De la Sota defiende su cotización nacional

slideJosé Manuel de la Sota sigue siendo un protagonista de la campaña presidencial a pesar de haber perdido la compulsa interna de su espacio frente a Sergio Massa. El tono de sus declaraciones hace pensar que acepta con gusto la centralidad en que lo colocaron los resultados de las PASO.
Este lugar de privilegio que logró el cordobés a pesar de su derrota se debe, en parte, al apetecible porcentaje que obtuvo. Pero también a las reacciones que tuvieron los presidenciables que se mantienen en carrera apenas conocidos los resultados.
Desde el kirchnerismo se vienen repitiendo los gestos de buena voluntad para con el peronismo local casi diariamente.

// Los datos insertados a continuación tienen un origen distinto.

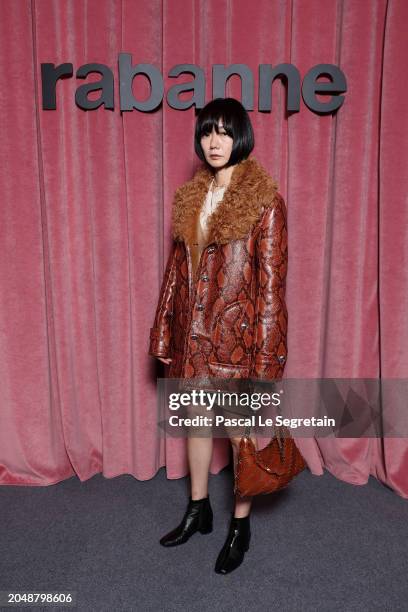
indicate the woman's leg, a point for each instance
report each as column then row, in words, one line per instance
column 199, row 451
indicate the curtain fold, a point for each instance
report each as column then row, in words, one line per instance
column 85, row 222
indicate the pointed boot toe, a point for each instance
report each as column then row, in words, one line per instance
column 236, row 545
column 197, row 517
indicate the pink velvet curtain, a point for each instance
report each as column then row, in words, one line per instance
column 85, row 222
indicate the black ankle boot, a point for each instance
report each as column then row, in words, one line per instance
column 198, row 517
column 235, row 547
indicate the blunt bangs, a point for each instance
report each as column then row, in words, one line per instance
column 236, row 122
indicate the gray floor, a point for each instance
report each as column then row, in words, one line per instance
column 320, row 545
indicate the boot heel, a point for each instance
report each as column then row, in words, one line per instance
column 206, row 528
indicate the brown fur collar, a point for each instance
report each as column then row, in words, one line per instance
column 249, row 191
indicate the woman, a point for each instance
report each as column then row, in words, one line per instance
column 222, row 311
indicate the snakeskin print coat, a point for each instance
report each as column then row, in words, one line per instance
column 221, row 310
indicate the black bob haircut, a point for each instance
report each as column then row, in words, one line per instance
column 236, row 123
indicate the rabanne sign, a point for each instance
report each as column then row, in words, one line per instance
column 308, row 88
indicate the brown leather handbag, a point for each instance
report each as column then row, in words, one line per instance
column 269, row 469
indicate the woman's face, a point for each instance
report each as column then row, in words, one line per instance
column 217, row 147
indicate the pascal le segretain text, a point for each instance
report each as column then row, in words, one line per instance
column 252, row 421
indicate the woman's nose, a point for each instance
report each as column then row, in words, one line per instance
column 214, row 139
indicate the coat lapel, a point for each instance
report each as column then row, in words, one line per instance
column 250, row 190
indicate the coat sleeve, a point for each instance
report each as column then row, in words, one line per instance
column 271, row 317
column 160, row 333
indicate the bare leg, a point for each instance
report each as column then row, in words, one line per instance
column 199, row 451
column 242, row 504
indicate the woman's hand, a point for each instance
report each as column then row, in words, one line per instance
column 166, row 361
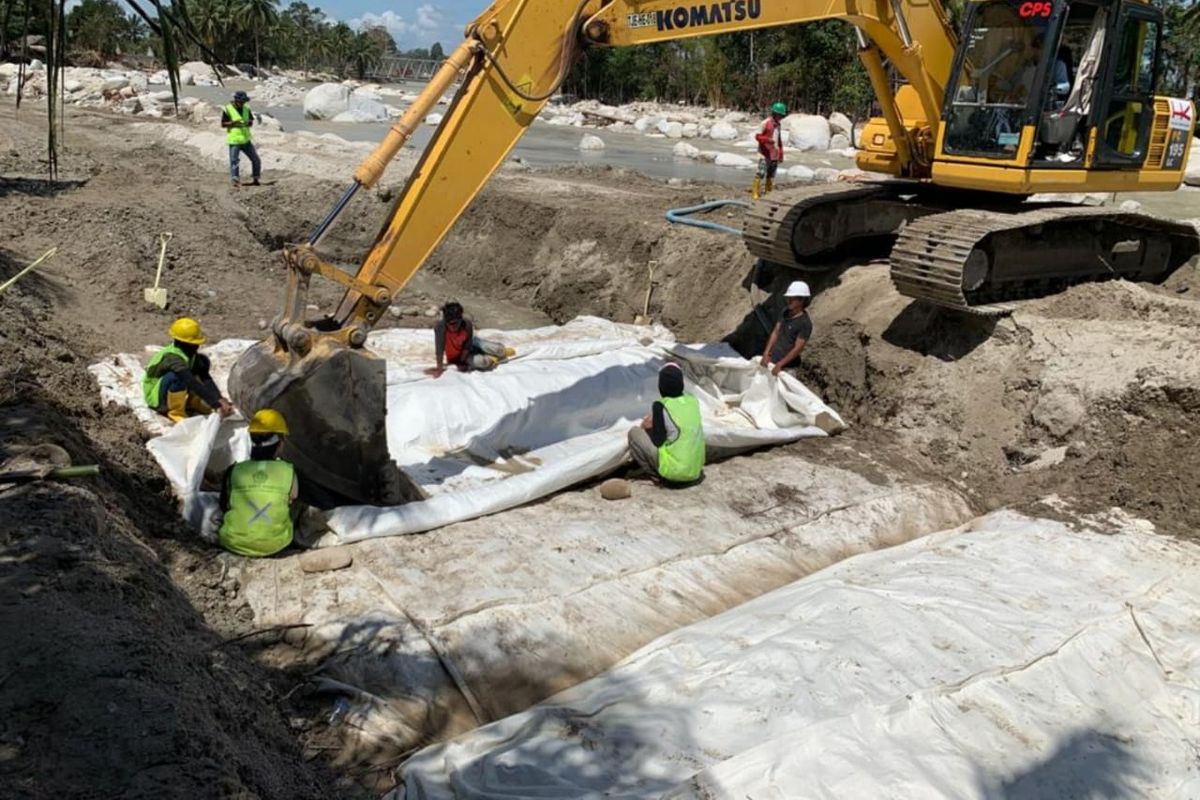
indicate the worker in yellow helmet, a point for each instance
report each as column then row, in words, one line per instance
column 258, row 497
column 177, row 383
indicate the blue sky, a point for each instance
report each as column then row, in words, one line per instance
column 412, row 23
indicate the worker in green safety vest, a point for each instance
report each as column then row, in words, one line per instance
column 670, row 441
column 237, row 119
column 258, row 497
column 177, row 382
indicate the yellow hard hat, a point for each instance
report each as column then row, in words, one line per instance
column 268, row 420
column 185, row 329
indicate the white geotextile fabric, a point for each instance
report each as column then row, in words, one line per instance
column 480, row 443
column 1012, row 657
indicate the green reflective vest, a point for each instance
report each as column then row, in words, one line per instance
column 259, row 517
column 683, row 459
column 238, row 134
column 150, row 385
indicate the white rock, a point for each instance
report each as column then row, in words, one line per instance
column 358, row 115
column 802, row 173
column 731, row 160
column 808, row 131
column 840, row 124
column 670, row 130
column 202, row 112
column 684, row 150
column 199, row 70
column 723, row 132
column 591, row 143
column 327, row 101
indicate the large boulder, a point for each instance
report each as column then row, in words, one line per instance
column 840, row 124
column 591, row 143
column 723, row 132
column 114, row 84
column 808, row 131
column 732, row 160
column 367, row 103
column 198, row 70
column 671, row 130
column 327, row 101
column 685, row 150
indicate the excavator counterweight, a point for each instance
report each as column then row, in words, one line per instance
column 1039, row 97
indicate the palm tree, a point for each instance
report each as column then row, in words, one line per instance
column 365, row 50
column 257, row 16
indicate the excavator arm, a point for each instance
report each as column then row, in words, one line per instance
column 513, row 59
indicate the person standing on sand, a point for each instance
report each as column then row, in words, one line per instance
column 455, row 342
column 237, row 119
column 771, row 149
column 791, row 332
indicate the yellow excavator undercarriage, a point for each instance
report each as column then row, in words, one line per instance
column 1041, row 96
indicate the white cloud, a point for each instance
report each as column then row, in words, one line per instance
column 421, row 31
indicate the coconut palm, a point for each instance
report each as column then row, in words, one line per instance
column 258, row 17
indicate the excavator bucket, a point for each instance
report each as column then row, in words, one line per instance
column 334, row 401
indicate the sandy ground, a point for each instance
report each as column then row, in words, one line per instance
column 1092, row 395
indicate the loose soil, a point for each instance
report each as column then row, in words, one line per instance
column 115, row 677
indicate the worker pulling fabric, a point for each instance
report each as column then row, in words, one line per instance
column 456, row 344
column 670, row 441
column 177, row 383
column 258, row 497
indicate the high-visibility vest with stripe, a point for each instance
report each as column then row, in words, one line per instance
column 238, row 134
column 151, row 385
column 258, row 521
column 683, row 459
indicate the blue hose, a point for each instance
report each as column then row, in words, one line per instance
column 679, row 215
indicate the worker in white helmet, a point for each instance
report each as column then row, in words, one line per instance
column 791, row 332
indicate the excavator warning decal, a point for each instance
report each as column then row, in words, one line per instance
column 1181, row 114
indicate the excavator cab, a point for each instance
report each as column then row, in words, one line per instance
column 1056, row 86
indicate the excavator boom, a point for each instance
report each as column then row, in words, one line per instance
column 954, row 101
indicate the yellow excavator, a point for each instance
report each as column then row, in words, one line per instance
column 1039, row 96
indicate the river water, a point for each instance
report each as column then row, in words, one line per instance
column 544, row 145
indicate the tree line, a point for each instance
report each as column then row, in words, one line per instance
column 231, row 31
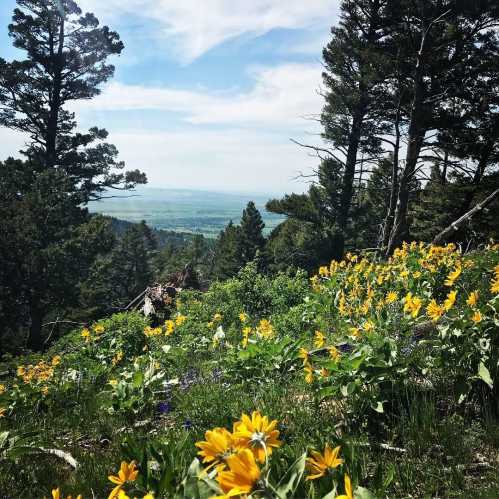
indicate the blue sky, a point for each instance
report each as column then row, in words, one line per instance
column 207, row 93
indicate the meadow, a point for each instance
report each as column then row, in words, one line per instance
column 371, row 379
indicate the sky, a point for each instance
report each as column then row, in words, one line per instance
column 208, row 93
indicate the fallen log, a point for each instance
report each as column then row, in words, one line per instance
column 454, row 226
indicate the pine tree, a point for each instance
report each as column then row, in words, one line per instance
column 444, row 44
column 251, row 232
column 228, row 252
column 66, row 61
column 66, row 55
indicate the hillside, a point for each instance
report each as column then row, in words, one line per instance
column 371, row 379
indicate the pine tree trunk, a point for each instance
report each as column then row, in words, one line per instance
column 35, row 342
column 55, row 102
column 387, row 227
column 349, row 174
column 416, row 134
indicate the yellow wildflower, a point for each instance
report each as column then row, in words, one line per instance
column 452, row 277
column 472, row 298
column 246, row 332
column 476, row 317
column 354, row 331
column 434, row 310
column 170, row 327
column 309, row 374
column 117, row 358
column 391, row 297
column 324, row 271
column 320, row 464
column 450, row 300
column 241, row 477
column 303, row 354
column 258, row 434
column 128, row 473
column 412, row 305
column 218, row 445
column 368, row 326
column 180, row 319
column 319, row 339
column 494, row 286
column 86, row 335
column 265, row 329
column 99, row 329
column 333, row 353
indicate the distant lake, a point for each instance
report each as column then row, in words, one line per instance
column 182, row 210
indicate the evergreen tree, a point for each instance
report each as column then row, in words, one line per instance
column 445, row 45
column 66, row 55
column 251, row 233
column 228, row 252
column 66, row 61
column 119, row 276
column 47, row 245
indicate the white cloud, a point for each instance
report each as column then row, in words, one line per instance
column 195, row 26
column 11, row 143
column 280, row 98
column 229, row 160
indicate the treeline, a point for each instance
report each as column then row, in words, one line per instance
column 410, row 143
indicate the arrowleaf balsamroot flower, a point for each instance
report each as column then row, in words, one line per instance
column 218, row 446
column 241, row 477
column 258, row 434
column 452, row 277
column 450, row 300
column 412, row 305
column 309, row 374
column 476, row 317
column 434, row 310
column 320, row 464
column 319, row 339
column 472, row 299
column 128, row 473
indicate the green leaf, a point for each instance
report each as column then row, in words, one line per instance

La esperanza del oficialismo nacional está puesta en que prevalezca la supuesta identidad peronista del electorado por sobre el mayoritario rechazo del que goza la administración de Cristina Kirchner en la provincia.

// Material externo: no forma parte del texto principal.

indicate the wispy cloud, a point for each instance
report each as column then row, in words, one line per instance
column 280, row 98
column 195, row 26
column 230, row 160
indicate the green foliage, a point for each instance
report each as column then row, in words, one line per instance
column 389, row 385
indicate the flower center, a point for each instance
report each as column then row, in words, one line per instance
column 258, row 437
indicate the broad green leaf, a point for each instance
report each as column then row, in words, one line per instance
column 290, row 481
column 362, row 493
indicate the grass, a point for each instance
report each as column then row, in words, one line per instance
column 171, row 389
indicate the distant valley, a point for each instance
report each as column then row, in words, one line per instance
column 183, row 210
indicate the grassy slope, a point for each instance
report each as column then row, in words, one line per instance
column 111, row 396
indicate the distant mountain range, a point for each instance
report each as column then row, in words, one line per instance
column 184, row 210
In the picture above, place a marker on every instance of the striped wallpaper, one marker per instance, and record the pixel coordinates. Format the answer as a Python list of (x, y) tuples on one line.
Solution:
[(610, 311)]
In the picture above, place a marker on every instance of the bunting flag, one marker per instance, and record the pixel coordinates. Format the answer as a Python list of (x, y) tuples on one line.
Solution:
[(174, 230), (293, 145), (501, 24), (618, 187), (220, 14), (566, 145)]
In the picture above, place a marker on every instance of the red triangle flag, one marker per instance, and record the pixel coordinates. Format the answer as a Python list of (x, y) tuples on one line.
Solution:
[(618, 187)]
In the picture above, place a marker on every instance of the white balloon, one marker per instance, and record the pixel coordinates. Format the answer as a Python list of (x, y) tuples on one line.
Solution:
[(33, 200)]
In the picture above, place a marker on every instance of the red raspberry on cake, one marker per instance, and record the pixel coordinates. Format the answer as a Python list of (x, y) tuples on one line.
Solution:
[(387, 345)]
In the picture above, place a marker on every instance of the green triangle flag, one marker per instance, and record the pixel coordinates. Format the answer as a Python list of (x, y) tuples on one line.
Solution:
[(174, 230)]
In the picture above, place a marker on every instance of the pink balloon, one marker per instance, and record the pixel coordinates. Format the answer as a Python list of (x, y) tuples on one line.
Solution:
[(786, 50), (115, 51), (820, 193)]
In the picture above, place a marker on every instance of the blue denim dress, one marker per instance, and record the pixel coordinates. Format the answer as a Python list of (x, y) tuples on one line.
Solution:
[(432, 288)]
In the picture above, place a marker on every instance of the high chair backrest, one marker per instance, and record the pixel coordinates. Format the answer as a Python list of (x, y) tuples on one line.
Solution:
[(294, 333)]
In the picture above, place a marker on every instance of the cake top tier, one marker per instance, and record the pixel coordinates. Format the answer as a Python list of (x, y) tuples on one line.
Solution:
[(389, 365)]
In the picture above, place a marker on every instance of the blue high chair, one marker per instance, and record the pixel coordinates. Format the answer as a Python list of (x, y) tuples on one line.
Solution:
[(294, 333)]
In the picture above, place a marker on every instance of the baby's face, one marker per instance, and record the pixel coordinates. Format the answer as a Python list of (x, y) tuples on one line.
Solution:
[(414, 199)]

Ante esta avanzada, De la Sota viene desplegando un arsenal de dardos que pretenden poner el eje en la relación entre el estado nacional y el provincial. A la presentación judicial ante la Corte de la semana pasada y a las ácidas acusaciones de ayer señalando la manipulación de datos por parte del INDEC, hoy le sumó una fuerte declaración política.
El mandatario provincial sostuvo que, en caso de triunfar Daniel Scioli, a nuestra provincia le va a seguir yendo mal “porque la gente sabe que ellos han sido intolerantes, que han sido discriminadores, que han sido agresivos” para luego sentenciar: “le deben 12 mil millones de pesos y no le giran dinero para obras”.
Luego, se dio el lujo de analizar la baja performance del kirchnerismo local. “A a mí me da la impresión de que esa agresividad deviene en que la gente no los vota. Pero este es un problema de la democracia, uno no se puede enojar cuando a uno no lo votan” dijo el cordobés. En esa línea de razonamiento, agregó: “A mí no me votaron los otros días para ser candidato a presidente y yo no estoy enojado, estoy agradecido a los 600 mil cordobeses que me votaron y a los 900 mil argentinos de otras provincias que también me votaron”.
De todos modos, la alusión a la cantidad de votos que consiguió su precandidatura no es gratuita. El líder de Unión por Córdoba es consciente de su potencial gravitación política y pretende hacerla valer. El primer objetivo es potenciar la candidatura de su socio político Sergio Massa en Córdoba. Para el justicialismo cordobés, multiplicar la representación legislativa es un escalón necesario para incrementar su peso nacional y, por consiguiente, su capacidad de negociación con quien encabece el ejecutivo a partir de diciembre.
En este punto, la estrategia de De la Sota confluye con los intereses de la futura administración de Juan Schiaretti. El gobernador electo sabe que la normalización de las relaciones con el estado nacional es imprescindible para el éxito de su gestión. También analiza que el nivel de acuerdo al que puede aspirar depende del poder de fuego que acumule su sector en el escenario político argentino.
Lo que se está bosquejando es el rol del gobernador saliente en el futuro esquema. Por el momento, rechazó cualquier cargo no electivo en el futuro. “Yo no estoy buscando un cargo. Yo, para ocupar un cargo en un gabinete, tengo que pensar que quien lo preside le va a dar un buen rumbo a Argentina, y como hasta ahora no hay debate, y ninguno dice lo que va a hacer, ninguno me inspira mucha confianza”, afirmó en declaraciones a Radio Mitre Córdoba.
Todo hace pensar en que los próximos años tendrán a De la Sota como un protagonista de la política nacional. Paradójicamente, el lugar en la primera línea lo consiguió perdiendo una elección. Esto parece ser una constante en su carrera política.